Calpurnio supervisó personalmente el alzamiento de las fortalezas, asegurándose de que estuvieran cercanas a fuentes y de que sus hombres acumularan víveres para soportar un asedio. No les dejó ni un día de descanso: redobló las patrullas de vigilancia, las marchas y ejercicios de combate. Eran milites Caesariani.
Una nundina atrás llegó un mensajero con nuevas órdenes: en Carthago Nova había desembarcado un contingente de más de 5.000 jinetes númidas, contratados como mercenarios por los pompeyanos. Su intención era unirse al enemigo en los alrededores de Corduba, donde estaba a punto de entablarse la batalla que decantara la contienda. Calpurnio debía retrasar esa incorporación: los númidas habían de atravesar el desfiladero sobre el Quípar, que podía ser bien defendido por una fuerza pequeña, pero experimentada como la del primipilus.
Dejó media centuria protegiendo la turris y a otra media en el castellum. Mandó a una centuria a la entrada del estrecho para que se enfrentaran a los bárbaros y fingieran huir. Los númidas cayeron en la trampa: desde los riscos que se erguían sobre el río los honderos y los arqueros hicieron gran carnicería, rematada por sus muchachos.
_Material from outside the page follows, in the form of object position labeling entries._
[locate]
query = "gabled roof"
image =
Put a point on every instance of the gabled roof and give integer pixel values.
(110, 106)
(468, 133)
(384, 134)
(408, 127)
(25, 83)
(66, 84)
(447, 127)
El enemigo se replegó y mandó exploradores para hallar otro paso, por el que atacar a los defensores. Lo encontraron ayer. Calpurnio aún ordenó un ataque contra un enemigo que los superaba en una proporción de uno a diez. Venderían cara su piel.
Los númidas se retiraron al caer la noche. Calpurnio ordenó a los supervivientes que podían valerse que escaparan por los desfiladeros vecinos y se unieran a César en Munda. Él y su optio degollaron a los heridos más graves: los bárbaros no serían tan misericordiosos con ellos.
Luego prendieron fuego a las fortificaciones: ningún enemigo iba a gozar de lo que los cesarianos habían erigido.